Real-world customer environments produce results with wide variation. Wi-Fi Device Metrics recognizes this and recommends presentation of results in a statistical manner, rather than just a single number. Each test produces a wealth of data and Wi-Fi Device Metrics details ways that this test data can be efficiently analyzed to provide statistical analysis that more accurately illustrates the customer’s experience.
In the beginning
In the early days of Wi-Fi, RF performance was characterized in the lab using RF cabled setups usually housed in shielded RF rooms. Testing tended to be very specifically PHY related, concentrating on TX power, RX sensitivity, spectral mask, EVM and so on. MAC/PHY testing was covered by Wi-Fi Alliance interoperability testing but testing of radio performance in the real world was limited.
OTA RF performance testing is complicated. Often, it was performed in shielded RF rooms, but generally the results were unreliable because standing waves and movement of people within the chamber caused signal variations as much as 70 dB. Open air testing was often performed in a dedicated test home, which gave some degree of real-world assessment, but again reflections and interference almost guaranteed Never The Same Result Twice (NTSRT).
Nearly all of these legacy test methodologies were aimed at point-to-point connections, which is in line with the goals of all Wi-Fi generations up to Wi-Fi 5.
Wi-Fi 6 was designed to give better user performance to a community of concurrent users in the presence of overlapping basic service set (OBSS) interference. This broke the legacy mold for testing.
State of the art testing today
Now, a testbed needs to contain multiple devices, up to 37 in the case of OFDMA. The testbed must reproduce spatial diversity for MU-MIMO to be tested, there must be facility to generate OBSS traffic, and there is a need for multiple sniffer devices. Cabling such a setup is impractical and all the same NTSRT problems still remain in an OTA environment.
Theis built using relatively small anechoic chambers and uses directional antennas to “couple” RF energy into, and out of, the chamber. This approach limits the signal variability due to standing waves, avoids the need to disassemble the device to make a physical connection, and provides good spatial diversity to support MU-MIMO operation, as explained further in and . The chambers are interconnected with RF cables through variable attenuators to simulate distance.

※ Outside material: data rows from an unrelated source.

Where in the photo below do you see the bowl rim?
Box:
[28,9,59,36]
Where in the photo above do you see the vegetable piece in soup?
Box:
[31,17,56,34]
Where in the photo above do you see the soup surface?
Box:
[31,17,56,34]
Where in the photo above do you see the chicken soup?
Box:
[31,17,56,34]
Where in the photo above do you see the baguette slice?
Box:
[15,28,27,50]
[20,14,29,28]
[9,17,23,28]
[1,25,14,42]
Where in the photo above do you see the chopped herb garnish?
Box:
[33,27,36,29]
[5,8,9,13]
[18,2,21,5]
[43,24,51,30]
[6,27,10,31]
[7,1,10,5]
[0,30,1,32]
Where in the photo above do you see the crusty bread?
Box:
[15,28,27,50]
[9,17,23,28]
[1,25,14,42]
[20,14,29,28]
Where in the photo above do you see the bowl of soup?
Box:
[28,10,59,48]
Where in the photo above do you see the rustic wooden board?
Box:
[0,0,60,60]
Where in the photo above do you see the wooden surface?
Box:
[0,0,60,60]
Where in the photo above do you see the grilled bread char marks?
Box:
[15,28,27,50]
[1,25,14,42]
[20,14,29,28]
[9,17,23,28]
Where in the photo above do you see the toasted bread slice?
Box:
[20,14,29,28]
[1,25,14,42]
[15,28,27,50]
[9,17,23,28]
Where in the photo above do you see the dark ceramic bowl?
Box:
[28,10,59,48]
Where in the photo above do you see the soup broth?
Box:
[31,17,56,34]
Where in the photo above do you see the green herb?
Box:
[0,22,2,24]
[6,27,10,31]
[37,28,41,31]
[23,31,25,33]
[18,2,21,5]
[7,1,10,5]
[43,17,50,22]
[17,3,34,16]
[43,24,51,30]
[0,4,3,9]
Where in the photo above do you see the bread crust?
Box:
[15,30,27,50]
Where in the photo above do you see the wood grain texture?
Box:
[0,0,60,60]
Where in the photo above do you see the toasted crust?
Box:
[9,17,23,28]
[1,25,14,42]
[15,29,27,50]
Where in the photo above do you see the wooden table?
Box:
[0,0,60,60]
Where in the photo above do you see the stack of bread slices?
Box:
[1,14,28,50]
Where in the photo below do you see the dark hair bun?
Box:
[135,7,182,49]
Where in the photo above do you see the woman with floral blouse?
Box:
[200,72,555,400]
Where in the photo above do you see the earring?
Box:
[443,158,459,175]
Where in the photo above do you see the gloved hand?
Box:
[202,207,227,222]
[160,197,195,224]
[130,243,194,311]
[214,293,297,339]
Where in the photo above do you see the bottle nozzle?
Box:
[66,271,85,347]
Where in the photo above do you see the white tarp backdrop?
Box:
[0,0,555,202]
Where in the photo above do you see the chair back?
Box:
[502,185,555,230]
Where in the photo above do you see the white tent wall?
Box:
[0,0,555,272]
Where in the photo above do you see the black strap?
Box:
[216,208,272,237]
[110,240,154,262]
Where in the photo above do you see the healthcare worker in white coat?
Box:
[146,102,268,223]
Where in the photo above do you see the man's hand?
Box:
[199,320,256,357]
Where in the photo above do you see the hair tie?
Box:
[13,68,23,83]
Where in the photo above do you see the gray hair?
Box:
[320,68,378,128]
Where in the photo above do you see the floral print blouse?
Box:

This type of testbed is relatively new in the industry and has been shown to give results that are repeatable (on the same system), and reproduceable (on a remote system). It is rapidly becoming accepted as the de-facto way to test Wi-Fi as evidenced by other standards bodies such as Broadband Forum, ETSI, and others.
Along with the testbed, the test measurement methodology also needs to change. Methodologies like RFC 2544, which rely on the system to be in equilibrium for a measurement to be performed, are no longer useful because of the continuous variation of the measured parameters caused by all the other devices also contending for the channel.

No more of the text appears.